Even when clearly appropriate, film studios and publishers avoid the phrase "science fiction." So do the novelists, film directors and editors in their employ. McCarthy's book, which is about to become a blockbuster -- Oprah Winfrey will tout it on an upcoming TV show as part of her book club -- is just another example of how the powers that be dodge the term, especially when it applies to "serious" fiction or cinema.

You won't find the words "science fiction" in Random House's bio of Arthur C. Clarke Award-winning author China MiƩville. Instead, he's called the "edgiest mythmaker of the day." Michel Gondry's The Science of Sleep? It's classified as comedy, drama, romance and fantasy, but not sci-fi, at Amazon.com...

The nose-thumbing is nothing new. In the '50s, Robert Heinlein dismissed the term, opting for "speculative fiction." (What fiction isn't?)

Ed here: So I guess the nose-thumbing continues, eh? Mystery writers and readers shouldn't feel much better about their own genre. No matter how well mysteries sell a good share of reviewers, teachers and people who daub their lips with cocktail napkins at awards baquets still look at us as second- or maybe third-class citizens.

And I think that's probably good for us. A number of notable careers in sf and mystery alike have suffered when the writers began to take their reviews and/or sales too seriously. They get those cocktail napkins in their fingers and they don't stop daubing until they draw blood.

6 comments:

Unknown said...

Cormac didn't seem to mind that his book was available through the SF Book Club.

Nicole said...

Ed, here's the blog I was talking about:

http://community.livejournal.com/fangs_fur_fey

Anonymous said...

Part of the reason is really first rate science fiction with down to earth & easy to identify with themes is very rare.

I've read may be 70% of every story Asimov & Clarke have written, & many that others wrote with in background.
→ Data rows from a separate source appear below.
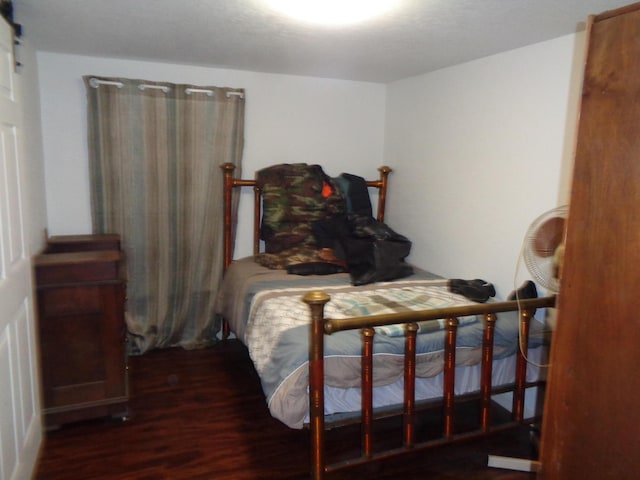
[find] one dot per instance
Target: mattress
(265, 311)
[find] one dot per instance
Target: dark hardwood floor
(202, 415)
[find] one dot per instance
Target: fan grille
(543, 236)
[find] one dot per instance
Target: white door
(20, 422)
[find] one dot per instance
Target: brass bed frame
(320, 326)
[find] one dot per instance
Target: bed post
(381, 185)
(521, 365)
(316, 301)
(227, 169)
(487, 369)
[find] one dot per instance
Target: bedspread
(266, 312)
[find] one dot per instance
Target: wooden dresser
(81, 292)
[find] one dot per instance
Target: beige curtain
(155, 151)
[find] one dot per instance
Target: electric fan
(543, 247)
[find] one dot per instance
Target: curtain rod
(95, 82)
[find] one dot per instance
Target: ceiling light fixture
(333, 12)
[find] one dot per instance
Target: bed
(330, 351)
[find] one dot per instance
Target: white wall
(337, 124)
(33, 164)
(479, 150)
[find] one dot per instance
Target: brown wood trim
(408, 417)
(521, 365)
(448, 393)
(316, 302)
(616, 12)
(487, 370)
(367, 391)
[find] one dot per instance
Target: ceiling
(418, 37)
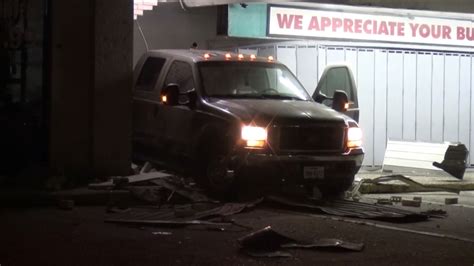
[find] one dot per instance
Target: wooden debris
(131, 180)
(449, 201)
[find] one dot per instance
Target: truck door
(338, 77)
(178, 119)
(146, 128)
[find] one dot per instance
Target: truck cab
(222, 114)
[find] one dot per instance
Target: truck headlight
(354, 137)
(254, 136)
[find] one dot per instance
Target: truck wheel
(215, 176)
(336, 189)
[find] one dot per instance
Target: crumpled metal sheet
(268, 243)
(353, 209)
(327, 243)
(227, 209)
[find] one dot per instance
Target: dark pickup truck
(224, 114)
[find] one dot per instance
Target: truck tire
(213, 174)
(336, 189)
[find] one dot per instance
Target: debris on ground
(411, 203)
(384, 201)
(134, 179)
(450, 201)
(381, 185)
(228, 209)
(268, 243)
(396, 199)
(454, 162)
(114, 209)
(66, 204)
(182, 189)
(353, 209)
(165, 222)
(162, 233)
(436, 213)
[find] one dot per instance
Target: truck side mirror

And I can find just three real worthies in this entire bunch:

Asimov's "Fantastic Voyage II - Destination Brain" - Will make a great teaching aid about our interior if someone could convert it to video.

Clarke's "Deep Range" - "http://arthur-clarke-fansite.blogspot.com/2007/04/novel-deep-range.html" - May be futuristic, but taking farming to sea is not such a far fetched idea.
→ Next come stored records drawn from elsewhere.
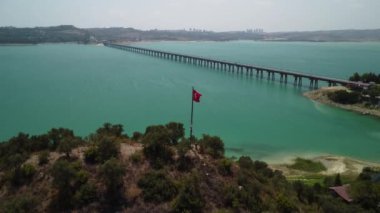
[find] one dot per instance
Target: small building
(342, 191)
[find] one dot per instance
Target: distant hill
(63, 33)
(69, 33)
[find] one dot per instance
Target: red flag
(196, 96)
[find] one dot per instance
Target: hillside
(57, 34)
(69, 33)
(156, 171)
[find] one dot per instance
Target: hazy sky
(218, 15)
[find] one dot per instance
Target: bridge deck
(298, 75)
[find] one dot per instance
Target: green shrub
(111, 130)
(190, 198)
(66, 145)
(245, 162)
(64, 174)
(21, 175)
(156, 148)
(107, 149)
(91, 154)
(157, 187)
(307, 165)
(112, 173)
(136, 157)
(20, 204)
(43, 157)
(137, 136)
(224, 167)
(212, 145)
(176, 131)
(85, 194)
(284, 204)
(184, 162)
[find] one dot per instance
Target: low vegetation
(307, 165)
(368, 97)
(159, 171)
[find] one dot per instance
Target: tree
(106, 149)
(190, 198)
(111, 130)
(57, 135)
(157, 187)
(212, 145)
(157, 146)
(63, 174)
(337, 181)
(355, 77)
(176, 131)
(66, 145)
(112, 173)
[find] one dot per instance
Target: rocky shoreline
(321, 95)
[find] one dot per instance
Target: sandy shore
(333, 164)
(320, 95)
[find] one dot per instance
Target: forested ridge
(159, 170)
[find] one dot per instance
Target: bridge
(240, 68)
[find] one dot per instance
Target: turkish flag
(196, 96)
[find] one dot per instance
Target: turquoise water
(81, 87)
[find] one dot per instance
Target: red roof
(342, 192)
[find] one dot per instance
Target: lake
(83, 86)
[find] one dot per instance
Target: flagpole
(192, 110)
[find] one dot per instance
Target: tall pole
(192, 110)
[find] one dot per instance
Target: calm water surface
(81, 87)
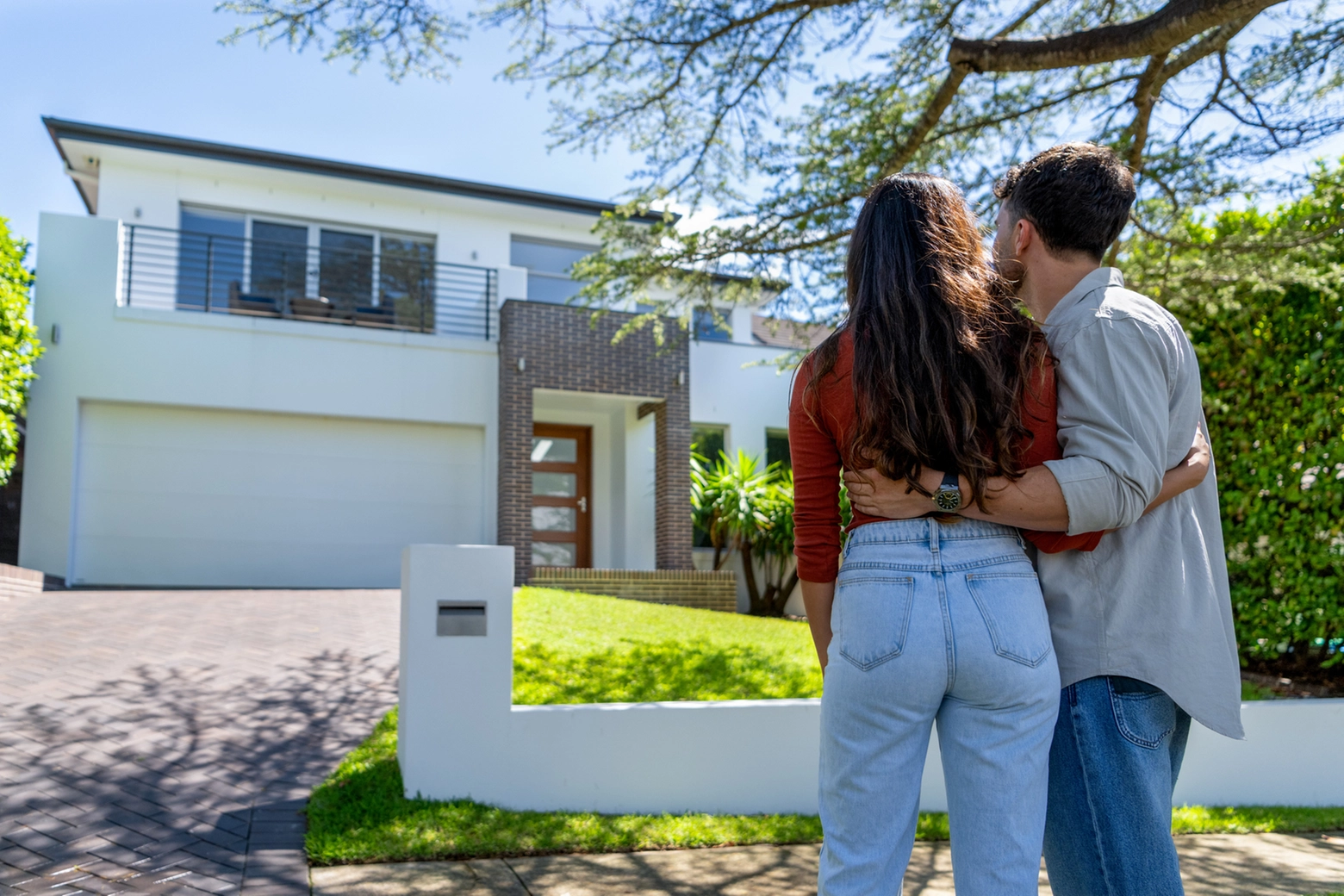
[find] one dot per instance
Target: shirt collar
(1099, 278)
"Issac Asimov's Inferno", I think by Brin, not sure. What a fantastic hammer to dig a sea.

Anonymous said...

Thanks, Nicole. Ed

Anonymous said...

The intelligentsia reserve their biggest sneers for the western and romance genres!
I do my best to combat them over at www.blackhorsewesterns.com, and Russell Davis is working hard on it the westernsfortoday blogspot. I'm hoping to see more participation in his admirable "saving the genre" debate.

Anonymous said...

Weirder still, the mixed responses to westerns and Novels/fiction of the West...the attempts to keep McMurtry away from the taint, the similar segregation of such folks as Sherman Alexie...and then there are sf's Friends Like These, such as the anonymous poster, whom I hope is joking.